Thursday, October 11, 2007

Quick to Recommend: An Overview of the Mayor's Charter Review Committee

Somehow, in a six month period a committee put together by the Mayor has been able to go through the San Diego city charter, while not only actively listening to the public for their input, but hearing from all experts on the subject, and being completely objective without any allegiance to their clients (a couple of the committee members are lobbyists that have corporate clients, including Sunroad). It is quite an accomplishment. Well, that is at least what they want the people to believe. Instead, the process illustrates that the agenda was carved out from the get-go by the Mayor's staff before the committee even sat down for the first meeting.

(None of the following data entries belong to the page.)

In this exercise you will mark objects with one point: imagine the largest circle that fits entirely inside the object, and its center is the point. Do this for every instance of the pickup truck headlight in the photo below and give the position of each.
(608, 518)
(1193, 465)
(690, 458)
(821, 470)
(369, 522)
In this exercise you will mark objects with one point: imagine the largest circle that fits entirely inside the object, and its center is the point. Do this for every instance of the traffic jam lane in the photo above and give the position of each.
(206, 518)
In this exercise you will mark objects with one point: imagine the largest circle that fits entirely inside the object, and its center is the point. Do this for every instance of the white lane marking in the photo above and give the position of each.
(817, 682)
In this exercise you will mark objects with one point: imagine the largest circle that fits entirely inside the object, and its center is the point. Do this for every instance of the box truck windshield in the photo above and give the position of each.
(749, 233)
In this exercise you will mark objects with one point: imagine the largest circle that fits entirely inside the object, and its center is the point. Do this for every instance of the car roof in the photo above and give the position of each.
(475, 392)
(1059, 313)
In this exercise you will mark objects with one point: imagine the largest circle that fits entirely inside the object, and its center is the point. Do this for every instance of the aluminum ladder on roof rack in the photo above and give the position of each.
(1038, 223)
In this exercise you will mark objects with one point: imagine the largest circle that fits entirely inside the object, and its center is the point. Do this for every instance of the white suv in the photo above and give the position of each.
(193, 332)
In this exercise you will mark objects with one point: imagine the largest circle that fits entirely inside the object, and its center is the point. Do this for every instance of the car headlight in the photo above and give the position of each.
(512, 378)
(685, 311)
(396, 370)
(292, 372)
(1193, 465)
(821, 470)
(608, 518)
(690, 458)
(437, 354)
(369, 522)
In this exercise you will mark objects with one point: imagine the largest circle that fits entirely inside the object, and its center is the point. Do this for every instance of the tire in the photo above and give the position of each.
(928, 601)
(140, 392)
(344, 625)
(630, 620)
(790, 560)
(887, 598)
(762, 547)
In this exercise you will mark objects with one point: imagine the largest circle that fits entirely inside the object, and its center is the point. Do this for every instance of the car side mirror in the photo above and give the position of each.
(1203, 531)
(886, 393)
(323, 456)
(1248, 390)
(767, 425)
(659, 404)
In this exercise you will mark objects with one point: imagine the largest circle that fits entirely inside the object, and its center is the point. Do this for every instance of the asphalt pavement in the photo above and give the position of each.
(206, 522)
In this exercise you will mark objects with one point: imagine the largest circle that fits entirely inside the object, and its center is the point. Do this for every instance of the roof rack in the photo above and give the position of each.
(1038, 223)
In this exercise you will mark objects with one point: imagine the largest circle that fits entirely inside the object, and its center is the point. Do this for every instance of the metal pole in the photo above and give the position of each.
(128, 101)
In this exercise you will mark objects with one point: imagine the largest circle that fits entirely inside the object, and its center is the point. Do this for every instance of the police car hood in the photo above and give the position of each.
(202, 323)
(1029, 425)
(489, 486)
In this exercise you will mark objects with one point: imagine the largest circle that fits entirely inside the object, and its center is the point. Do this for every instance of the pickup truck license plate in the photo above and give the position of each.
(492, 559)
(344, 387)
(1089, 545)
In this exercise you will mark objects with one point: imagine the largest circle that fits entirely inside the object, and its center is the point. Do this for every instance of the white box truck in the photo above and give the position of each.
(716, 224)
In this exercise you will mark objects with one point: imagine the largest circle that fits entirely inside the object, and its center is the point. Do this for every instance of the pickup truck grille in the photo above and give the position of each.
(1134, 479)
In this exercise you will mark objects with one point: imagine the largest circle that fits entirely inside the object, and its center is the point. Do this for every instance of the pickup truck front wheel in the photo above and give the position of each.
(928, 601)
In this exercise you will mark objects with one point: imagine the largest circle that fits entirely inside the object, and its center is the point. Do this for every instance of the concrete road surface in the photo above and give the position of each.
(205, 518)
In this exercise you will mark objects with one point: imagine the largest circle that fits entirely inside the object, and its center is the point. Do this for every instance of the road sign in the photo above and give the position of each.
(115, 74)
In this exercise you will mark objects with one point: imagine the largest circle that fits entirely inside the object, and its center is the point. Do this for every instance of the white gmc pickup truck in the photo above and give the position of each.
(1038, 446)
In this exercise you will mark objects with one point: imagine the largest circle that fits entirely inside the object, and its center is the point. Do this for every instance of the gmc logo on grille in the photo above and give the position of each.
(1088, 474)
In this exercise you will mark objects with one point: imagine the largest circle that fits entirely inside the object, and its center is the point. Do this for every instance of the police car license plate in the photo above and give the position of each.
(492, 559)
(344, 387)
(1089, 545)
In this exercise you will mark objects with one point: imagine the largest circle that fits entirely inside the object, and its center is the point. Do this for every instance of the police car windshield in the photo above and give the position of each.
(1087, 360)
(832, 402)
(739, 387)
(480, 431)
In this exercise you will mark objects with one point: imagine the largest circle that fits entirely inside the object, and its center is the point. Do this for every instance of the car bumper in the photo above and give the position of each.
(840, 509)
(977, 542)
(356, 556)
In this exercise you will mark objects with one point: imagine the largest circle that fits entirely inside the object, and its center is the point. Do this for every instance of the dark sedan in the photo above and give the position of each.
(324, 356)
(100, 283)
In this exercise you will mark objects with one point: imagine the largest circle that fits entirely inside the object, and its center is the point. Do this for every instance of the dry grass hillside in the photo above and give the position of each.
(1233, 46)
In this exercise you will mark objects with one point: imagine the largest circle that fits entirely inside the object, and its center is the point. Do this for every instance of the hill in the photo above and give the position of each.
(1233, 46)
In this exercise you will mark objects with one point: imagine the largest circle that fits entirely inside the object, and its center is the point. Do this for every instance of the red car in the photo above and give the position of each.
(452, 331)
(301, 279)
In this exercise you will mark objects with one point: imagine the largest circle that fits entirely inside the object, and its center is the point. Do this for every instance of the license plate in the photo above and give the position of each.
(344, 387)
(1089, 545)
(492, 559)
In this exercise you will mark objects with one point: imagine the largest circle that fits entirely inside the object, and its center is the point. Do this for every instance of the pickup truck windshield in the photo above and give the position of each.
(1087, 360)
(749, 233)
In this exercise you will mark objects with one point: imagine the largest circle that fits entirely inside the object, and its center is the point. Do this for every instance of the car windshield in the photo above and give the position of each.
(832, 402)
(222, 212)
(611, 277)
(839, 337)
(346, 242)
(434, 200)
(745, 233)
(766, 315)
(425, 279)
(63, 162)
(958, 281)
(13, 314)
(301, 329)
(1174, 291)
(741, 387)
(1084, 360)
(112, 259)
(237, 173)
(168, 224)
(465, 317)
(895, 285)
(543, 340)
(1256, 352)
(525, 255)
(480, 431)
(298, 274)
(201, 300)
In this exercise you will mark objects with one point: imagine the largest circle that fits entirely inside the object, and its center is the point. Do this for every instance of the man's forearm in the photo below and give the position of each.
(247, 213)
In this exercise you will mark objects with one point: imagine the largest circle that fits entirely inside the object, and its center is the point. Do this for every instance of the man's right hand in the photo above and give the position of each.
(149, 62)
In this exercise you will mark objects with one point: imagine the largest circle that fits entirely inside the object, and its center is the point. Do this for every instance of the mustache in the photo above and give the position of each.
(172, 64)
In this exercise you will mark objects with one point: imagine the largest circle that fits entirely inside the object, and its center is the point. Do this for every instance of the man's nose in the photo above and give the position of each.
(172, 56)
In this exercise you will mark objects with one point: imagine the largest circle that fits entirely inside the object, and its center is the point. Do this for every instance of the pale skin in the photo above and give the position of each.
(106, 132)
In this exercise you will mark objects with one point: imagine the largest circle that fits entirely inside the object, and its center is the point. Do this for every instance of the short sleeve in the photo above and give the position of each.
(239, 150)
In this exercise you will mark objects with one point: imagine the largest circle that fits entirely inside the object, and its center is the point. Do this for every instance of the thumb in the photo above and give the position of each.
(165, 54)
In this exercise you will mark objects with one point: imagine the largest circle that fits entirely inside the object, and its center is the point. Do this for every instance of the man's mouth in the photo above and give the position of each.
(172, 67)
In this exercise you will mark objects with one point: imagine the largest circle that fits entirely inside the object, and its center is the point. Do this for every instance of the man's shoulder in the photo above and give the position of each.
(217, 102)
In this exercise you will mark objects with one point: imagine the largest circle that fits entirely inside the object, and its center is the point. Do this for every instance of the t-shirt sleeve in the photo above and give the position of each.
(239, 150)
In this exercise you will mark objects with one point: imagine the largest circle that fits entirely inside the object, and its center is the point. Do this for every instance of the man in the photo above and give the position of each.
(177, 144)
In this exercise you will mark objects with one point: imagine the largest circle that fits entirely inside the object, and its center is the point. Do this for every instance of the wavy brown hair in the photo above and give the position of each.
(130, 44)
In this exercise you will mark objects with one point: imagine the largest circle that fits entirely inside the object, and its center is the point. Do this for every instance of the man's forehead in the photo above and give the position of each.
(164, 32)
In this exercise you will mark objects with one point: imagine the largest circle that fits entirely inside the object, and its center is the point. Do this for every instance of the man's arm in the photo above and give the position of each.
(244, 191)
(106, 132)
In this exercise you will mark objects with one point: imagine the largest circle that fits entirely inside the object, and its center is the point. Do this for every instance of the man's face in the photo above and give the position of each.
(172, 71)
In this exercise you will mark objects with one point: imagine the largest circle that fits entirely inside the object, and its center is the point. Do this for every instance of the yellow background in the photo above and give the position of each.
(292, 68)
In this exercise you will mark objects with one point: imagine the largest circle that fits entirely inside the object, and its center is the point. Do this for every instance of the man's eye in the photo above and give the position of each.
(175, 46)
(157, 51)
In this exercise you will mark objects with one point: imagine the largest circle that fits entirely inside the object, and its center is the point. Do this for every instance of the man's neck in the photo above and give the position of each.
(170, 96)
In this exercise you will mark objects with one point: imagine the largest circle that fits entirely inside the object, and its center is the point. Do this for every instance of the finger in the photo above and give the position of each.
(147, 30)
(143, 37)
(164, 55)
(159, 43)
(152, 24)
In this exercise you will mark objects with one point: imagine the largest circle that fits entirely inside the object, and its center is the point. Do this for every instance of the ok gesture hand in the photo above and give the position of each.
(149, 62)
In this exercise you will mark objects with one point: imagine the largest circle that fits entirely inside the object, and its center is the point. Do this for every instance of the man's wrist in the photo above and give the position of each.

The committee did not stray from the path. The Mayor's Charter Review Committee's finalized recommendations will be discussed at the October 24th meeting of the San Diego City Council Rules Committee. The draft report of their recommendations can be found here. The Mayor's committee plan is to put these initiatives on the June 2008 ballot. The issues include: the creation of three additional city council seats, making the strong-mayor form of government permanent, increasing the mayor's veto power with a two-thirds majority of 8 council members in order to override a veto, making the Mayor executive director of the Redevelopment Agency and the ability to make nominations to the Port District.

It is pretty obvious that this is just a power grab by our city's Mayor. The committee has done its part, so it will be up to the "spin doctors" to market these changes as "necessary" and "vital" for our city. I am sure that they will be warming up in the bullpen in the next month or so and given the Mayor's special fund of over $111,000 that Voice of San Diego (VOSD) exposed in this article, they will not be hurt by a salary cap. Hopefully, the public is able to figure out the real motives behind these changes, and realize that the veto issue for example, has not been such a major problem for the Mayor, let alone the residents of San Diego.

In addition, here are a couple of recent articles that give an overview of the committee's decisions and go into detail about the backroom style of this committee:

San Diego's backroom 'reform'L.A. Times Op-ed by Steve Erie and Norma Damasheka
What a Super-Size City Council Would Look Like VOSD's Evan McLaughlin
Charter Suggestions Move Forward VOSD's quick overview

1 comment:

Anonymous said...

Good to see the committee isn't concerned with state law (re: port commissioners).